Winter Skyfall
- 23 hours ago
- 5 min read
by Stoker

One strange quirk of my childhood is that I was always fascinated by politics. My earliest political memory – I was 8 – is the assassination of President John Kennedy; and rushing to get the newspapers next morning so I could read up what had happened, and what might happen next. The next memory is perhaps a year later, late 1964, sitting on the floor in my grandmother’s drawing room, hidden at the back of the long sofa from which she held court. And hold court, or at least, hold forth, she did.
What gripped me was a secret that she was imparting to her guests. She said that Harold Wilson was a Communist and that we were living in the last few months of freedom. Soon everything, she said, would be seized by the government. Wilson was the newly elected Prime Minister of the first Labour government for thirteen years, overturning, very narrowly, a reasonably successful Conservative government.
Wilson was certainly regarded among many Conservative voters as a dangerous leftie. But this was astonishing information. Wilson a Communist! I wasn’t exactly sure what one was, but I was horrified by the thought that he would shortly be along to seize our home, farm, cars, maybe even our dogs. And my toys, my Corgi-Cars Bentley, newly acquired? My lord, this was horrific. So horrific that I kept these insights from the political world to myself – also because there would have been dire consequences had the grown-ups become aware I was sitting in on their conversation.
But from then on, I became an avid reader of the newspapers, anxious and fearful as to how the Communist seizures were going. Of course, as we now know, they weren’t. In spite of extraordinary high taxation, at confiscatory levels on the rich, most of us survived. Even my Bentley.
As an aside, my grandmother was not the only one to think Wilson a Communist. A senior group in MI5, most famously Peter Wright, thought him a Russian Soviet agent deeply embedded in the political system, and became determined to both out him and oust him. They failed to do either, though rumours linger on. They also thought that the head of MI6, Roger Hollis, was a Soviet agent, along with those unmasked as the “Cambridge Five” spy-ring: Philby, Burgess, Maclean, Cairncross, and Blunt. Nevertheless, Wright’s book Spycatcher is a fascinating read on the subject and an unwitting insight into paranoia!

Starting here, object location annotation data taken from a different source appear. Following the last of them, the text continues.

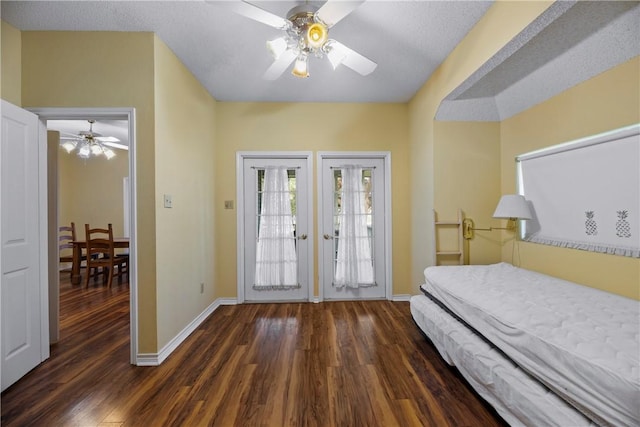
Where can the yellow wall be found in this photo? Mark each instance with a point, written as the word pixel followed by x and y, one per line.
pixel 310 127
pixel 116 70
pixel 184 158
pixel 11 64
pixel 91 191
pixel 430 188
pixel 467 176
pixel 608 101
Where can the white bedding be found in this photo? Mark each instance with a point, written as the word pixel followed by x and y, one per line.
pixel 518 399
pixel 582 343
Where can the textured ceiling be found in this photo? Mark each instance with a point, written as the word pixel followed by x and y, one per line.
pixel 570 42
pixel 227 53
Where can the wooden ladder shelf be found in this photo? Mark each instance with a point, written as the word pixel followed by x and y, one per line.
pixel 457 224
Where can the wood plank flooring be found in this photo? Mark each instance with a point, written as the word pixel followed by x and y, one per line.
pixel 327 364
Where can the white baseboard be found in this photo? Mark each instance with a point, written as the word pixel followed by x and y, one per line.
pixel 155 359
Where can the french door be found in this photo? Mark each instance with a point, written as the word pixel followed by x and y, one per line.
pixel 354 225
pixel 274 245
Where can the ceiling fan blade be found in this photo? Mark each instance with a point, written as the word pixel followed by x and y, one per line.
pixel 107 139
pixel 333 11
pixel 354 60
pixel 280 65
pixel 257 14
pixel 114 144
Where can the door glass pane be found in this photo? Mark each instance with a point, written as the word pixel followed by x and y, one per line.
pixel 368 212
pixel 277 251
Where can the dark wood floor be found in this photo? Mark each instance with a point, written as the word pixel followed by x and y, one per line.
pixel 327 364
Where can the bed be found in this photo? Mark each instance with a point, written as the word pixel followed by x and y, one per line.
pixel 541 350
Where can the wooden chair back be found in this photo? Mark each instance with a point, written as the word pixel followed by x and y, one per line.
pixel 101 253
pixel 66 235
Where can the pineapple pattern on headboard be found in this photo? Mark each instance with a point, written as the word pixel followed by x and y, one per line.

From then on, my fascination in politics has never left me and I have read much on the subject, especially British and American history. In particular, the English Civil War - alright, Scottish as well - is an endless fascination. A relatively stable, well- ordered country descended in a short period into a horrifically violent internal war. There is much good literature on the Civil War but one especially fascinating study is the new book by young Oxford historian Jonathan Healey, The Blood in Winter*. A ghoulish and slightly misleading title – the blood mostly came later - but a fascinating detailed study of the London political world, late 1641 to mid-1642. In 1641 it looked as though the differences between Crown and Parliament might be settled; by mid 1642 Charles I was driven out of London and serious fighting had broken out. Most politicians on either side did not want any of this to happen, and did not mean it to happen, but a few what we now call “bad actors”, one of them the King himself, would not listen, consider, or compromise.

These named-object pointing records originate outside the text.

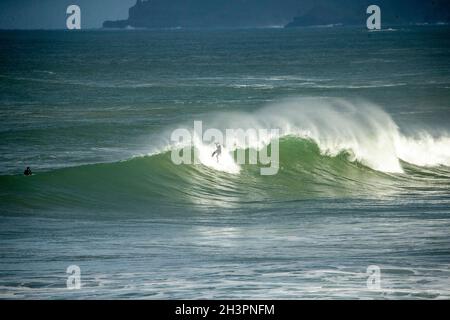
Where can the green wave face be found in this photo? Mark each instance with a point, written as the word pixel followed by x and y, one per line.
pixel 147 184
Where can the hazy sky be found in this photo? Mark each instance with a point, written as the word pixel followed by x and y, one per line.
pixel 51 14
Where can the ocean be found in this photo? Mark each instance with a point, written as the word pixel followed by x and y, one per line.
pixel 363 179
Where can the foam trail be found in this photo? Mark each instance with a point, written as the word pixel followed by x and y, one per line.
pixel 425 151
pixel 226 162
pixel 361 129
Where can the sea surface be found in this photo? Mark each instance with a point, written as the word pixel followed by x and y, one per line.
pixel 363 171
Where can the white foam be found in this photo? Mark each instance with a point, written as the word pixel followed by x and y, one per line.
pixel 358 127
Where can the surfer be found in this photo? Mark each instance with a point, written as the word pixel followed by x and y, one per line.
pixel 217 152
pixel 27 172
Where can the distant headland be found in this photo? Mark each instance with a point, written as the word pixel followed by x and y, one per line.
pixel 287 13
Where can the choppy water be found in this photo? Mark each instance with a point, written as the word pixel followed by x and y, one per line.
pixel 364 167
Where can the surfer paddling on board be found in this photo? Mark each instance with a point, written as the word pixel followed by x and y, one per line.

In retrospect, the Civil War, the victory of the Parliamentary forces, the gradual move towards a fully participatory democracy and the absurdity of the divine right of kings looks inevitable. It was not; it still is not. Democracy is not a system which is the final iteration of the political state. It is in fact a fragile construct which needs a great deal of care and nurturing to grow and to survive. In the 1640’s England** was lucky enough to have a number of intelligent men who wanted a more open society. And perhaps, one might argue, lucky enough that Oliver Cromwell died when he did, that Richard Cromwell had no desire to take on his father’s powers, and that Charles II had learnt from his formative years how to be a cautious head of state with no desire to turn the clocks back. His brother, James II, had not picked up these wise ways, but by his accession in 1685 the new political order was firmly in place.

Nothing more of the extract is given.